Today's Story Line

Kosovo's divided city of Mitrovica is getting police reinforcements - and a new judge. A trustworthy justice system may be the most crucial step in restoring peace in the city, and the region.

In two decades of ruling Zimbabwe, President Robert Mugabe hasn't tasted defeat. Until now. How Mr. Mugabe responds to this week's referendum loss could determine his longevity in office.

Today, Iranians will exercise their democratic right to choose a parliament. Conservative clerics are squaring off against reformist candidates. Their national referee and spiritual guide is "God's deputy on earth," Ayatollah Khamenei .

- David Clark Scott World editor

REPORTERS ON THE JOB

*WHOSE RALLY IS IT? The Monitor's Scott Peterson showed up at a political rally in Tehran, Iran, for Hashemi Rafsanjani, the former president of Iran and a parliamentary candidate. But Scott wasn't sure if he was in the right place. There wasn't a single sign or poster of the conservative cleric. Instead, the crowd was waving photos and screaming the name of President Mohamad Khatami, who most observers consider a reformist. "Yes, my translator assured me, this is a Rafsanjani rally," says Scott. But, the translator explained, the conservatives know Rafsanjani is unpopular. "They're embarrassed to show his face," he told Scott, adding that they're savvy enough to use the popularity of President Khatami to try to co-opt it.

*THE REVERENT REPORTER: Shawn Donnan arrived at Uluru (Ayers Rock) in Australia and was tempted to climb it. "It's a stunning sight and I enjoy climbing, " says Shawn. Most visitors do hike the red hump. But Aborigines prefer that people not clamber on their sacred site. Shawn respected their wishes. "There are parts of the Vatican that people aren't allowed to go into, and I wouldn't disregard that. Why should this be different?" he asks.

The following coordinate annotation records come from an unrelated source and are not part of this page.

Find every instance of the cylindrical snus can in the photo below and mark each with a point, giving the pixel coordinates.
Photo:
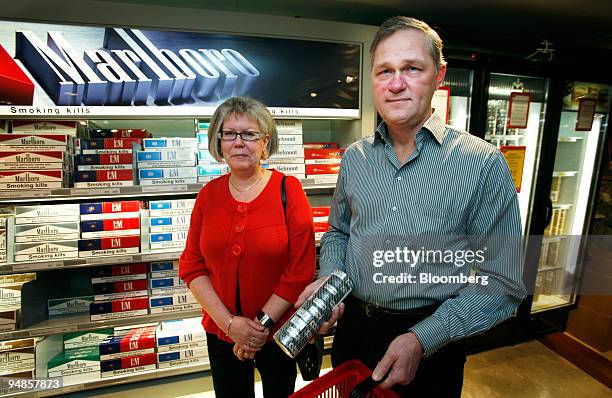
(305, 322)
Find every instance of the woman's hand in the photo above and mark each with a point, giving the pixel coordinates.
(247, 332)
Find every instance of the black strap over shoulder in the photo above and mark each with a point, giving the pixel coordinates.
(284, 195)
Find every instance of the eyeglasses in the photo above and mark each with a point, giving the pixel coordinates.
(244, 135)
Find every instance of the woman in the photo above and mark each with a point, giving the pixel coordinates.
(244, 261)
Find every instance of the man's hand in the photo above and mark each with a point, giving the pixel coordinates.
(402, 357)
(336, 311)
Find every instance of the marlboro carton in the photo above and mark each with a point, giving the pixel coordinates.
(44, 127)
(69, 306)
(27, 233)
(59, 250)
(91, 338)
(121, 308)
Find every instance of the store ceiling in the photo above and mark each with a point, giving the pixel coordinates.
(585, 22)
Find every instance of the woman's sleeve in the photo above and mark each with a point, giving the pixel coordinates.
(191, 262)
(302, 252)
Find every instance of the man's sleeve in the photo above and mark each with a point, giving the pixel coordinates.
(335, 241)
(494, 225)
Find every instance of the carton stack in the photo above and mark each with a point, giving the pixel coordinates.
(46, 232)
(109, 228)
(17, 360)
(127, 352)
(10, 299)
(323, 165)
(180, 343)
(161, 162)
(168, 292)
(105, 162)
(170, 220)
(290, 156)
(119, 288)
(34, 161)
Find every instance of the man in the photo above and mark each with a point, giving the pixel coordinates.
(417, 178)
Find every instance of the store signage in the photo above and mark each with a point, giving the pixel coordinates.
(518, 113)
(515, 158)
(441, 102)
(57, 70)
(586, 114)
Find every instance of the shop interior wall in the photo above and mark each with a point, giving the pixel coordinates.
(185, 19)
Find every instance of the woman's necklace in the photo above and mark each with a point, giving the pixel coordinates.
(249, 187)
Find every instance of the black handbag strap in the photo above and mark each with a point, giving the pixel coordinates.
(284, 197)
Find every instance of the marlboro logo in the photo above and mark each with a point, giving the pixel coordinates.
(130, 69)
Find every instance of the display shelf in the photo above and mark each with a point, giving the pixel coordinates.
(570, 139)
(548, 268)
(29, 266)
(311, 186)
(565, 173)
(116, 380)
(76, 323)
(504, 137)
(562, 206)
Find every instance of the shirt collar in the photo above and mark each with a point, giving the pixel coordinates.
(434, 125)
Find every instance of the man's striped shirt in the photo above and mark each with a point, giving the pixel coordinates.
(454, 193)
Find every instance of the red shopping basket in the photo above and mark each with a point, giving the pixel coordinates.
(339, 383)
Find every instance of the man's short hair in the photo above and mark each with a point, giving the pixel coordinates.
(242, 106)
(397, 23)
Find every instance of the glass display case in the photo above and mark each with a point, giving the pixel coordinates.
(522, 141)
(460, 82)
(581, 133)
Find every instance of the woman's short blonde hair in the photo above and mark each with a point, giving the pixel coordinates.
(242, 106)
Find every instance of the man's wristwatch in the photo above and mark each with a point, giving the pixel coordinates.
(265, 320)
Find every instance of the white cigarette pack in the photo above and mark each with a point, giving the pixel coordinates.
(47, 211)
(289, 152)
(26, 233)
(59, 250)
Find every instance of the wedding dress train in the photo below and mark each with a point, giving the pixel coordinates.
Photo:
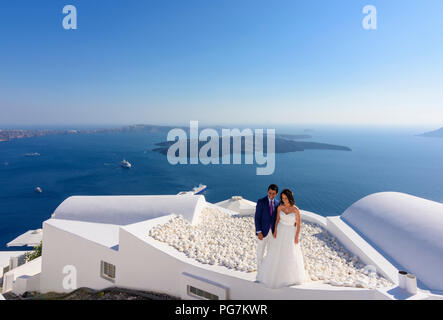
(283, 265)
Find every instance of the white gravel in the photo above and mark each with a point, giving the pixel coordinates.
(230, 241)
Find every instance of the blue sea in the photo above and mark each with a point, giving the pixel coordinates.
(323, 181)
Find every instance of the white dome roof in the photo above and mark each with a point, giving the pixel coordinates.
(238, 204)
(124, 210)
(406, 228)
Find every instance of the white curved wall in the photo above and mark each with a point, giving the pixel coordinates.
(124, 210)
(407, 228)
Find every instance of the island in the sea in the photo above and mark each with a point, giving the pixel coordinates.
(283, 142)
(282, 145)
(433, 134)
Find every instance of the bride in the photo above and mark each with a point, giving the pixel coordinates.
(284, 264)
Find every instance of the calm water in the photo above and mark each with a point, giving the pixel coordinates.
(325, 182)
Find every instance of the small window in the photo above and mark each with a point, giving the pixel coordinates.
(107, 271)
(193, 291)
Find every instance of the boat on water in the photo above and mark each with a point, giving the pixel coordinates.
(125, 164)
(195, 190)
(199, 189)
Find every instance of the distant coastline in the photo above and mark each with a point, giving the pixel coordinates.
(282, 145)
(8, 135)
(11, 134)
(433, 134)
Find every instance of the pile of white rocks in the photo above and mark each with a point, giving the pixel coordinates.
(230, 241)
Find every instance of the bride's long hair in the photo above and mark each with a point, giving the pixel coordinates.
(289, 195)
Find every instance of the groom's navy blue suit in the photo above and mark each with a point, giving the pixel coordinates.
(264, 221)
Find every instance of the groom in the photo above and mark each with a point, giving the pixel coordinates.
(265, 215)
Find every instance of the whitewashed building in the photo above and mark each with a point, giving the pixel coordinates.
(103, 241)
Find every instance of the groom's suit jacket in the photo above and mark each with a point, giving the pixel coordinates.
(264, 221)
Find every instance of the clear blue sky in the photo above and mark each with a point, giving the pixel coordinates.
(236, 61)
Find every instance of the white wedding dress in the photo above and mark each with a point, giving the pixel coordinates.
(283, 265)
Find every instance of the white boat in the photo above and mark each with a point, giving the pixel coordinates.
(125, 164)
(195, 190)
(199, 189)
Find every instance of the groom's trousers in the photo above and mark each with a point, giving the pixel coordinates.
(262, 245)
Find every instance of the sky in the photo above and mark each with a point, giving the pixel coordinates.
(221, 61)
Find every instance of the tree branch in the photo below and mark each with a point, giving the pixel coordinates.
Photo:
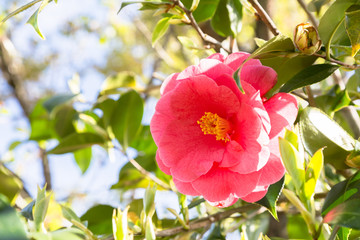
(264, 17)
(12, 69)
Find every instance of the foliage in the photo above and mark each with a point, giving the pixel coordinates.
(320, 190)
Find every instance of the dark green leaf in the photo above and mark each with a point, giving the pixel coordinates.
(112, 84)
(317, 130)
(160, 29)
(77, 141)
(127, 120)
(27, 211)
(346, 214)
(11, 227)
(341, 192)
(10, 185)
(352, 26)
(57, 100)
(205, 9)
(99, 219)
(83, 158)
(308, 76)
(271, 197)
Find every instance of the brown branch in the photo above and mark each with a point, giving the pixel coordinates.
(308, 13)
(12, 69)
(264, 17)
(206, 38)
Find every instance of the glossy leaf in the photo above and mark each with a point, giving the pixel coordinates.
(271, 197)
(11, 227)
(40, 208)
(33, 20)
(317, 130)
(332, 17)
(77, 141)
(127, 120)
(113, 84)
(341, 192)
(99, 219)
(83, 158)
(10, 185)
(308, 76)
(312, 173)
(352, 25)
(346, 214)
(160, 29)
(51, 103)
(204, 11)
(293, 163)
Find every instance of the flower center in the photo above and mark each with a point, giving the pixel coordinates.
(211, 123)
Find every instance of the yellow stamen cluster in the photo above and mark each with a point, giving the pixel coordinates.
(211, 123)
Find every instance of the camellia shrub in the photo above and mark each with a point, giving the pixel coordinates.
(254, 131)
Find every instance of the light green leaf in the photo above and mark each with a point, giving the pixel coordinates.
(312, 173)
(112, 84)
(77, 141)
(127, 120)
(40, 208)
(160, 29)
(352, 26)
(33, 20)
(293, 163)
(346, 214)
(317, 130)
(271, 197)
(83, 158)
(308, 76)
(11, 227)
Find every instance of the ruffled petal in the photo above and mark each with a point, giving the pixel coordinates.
(185, 188)
(282, 109)
(262, 78)
(272, 172)
(225, 203)
(161, 164)
(256, 195)
(219, 183)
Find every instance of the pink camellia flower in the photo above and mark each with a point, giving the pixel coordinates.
(216, 141)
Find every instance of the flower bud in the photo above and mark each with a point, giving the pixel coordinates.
(306, 39)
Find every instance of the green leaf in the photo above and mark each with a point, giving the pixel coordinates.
(317, 130)
(51, 103)
(33, 20)
(352, 26)
(308, 76)
(20, 9)
(77, 141)
(341, 192)
(346, 214)
(99, 219)
(226, 20)
(40, 208)
(312, 173)
(293, 162)
(11, 227)
(332, 17)
(69, 214)
(204, 11)
(113, 84)
(10, 185)
(83, 158)
(160, 29)
(271, 197)
(127, 120)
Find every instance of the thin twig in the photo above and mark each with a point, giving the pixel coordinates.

FOLLOW-UP ON A MONITOR STORY

*A BETTER REP? A French village is protesting the choice of supermodel Laetitia Casta as Marianne, the symbol of the Republic. As reported Sept. 14, French mayors voted for Ms. Casta to be the model for statues placed in town halls nationwide. But the mayor of Eygalayes said Casta was not representative of French women. His answer? The town square was named after a local chemist.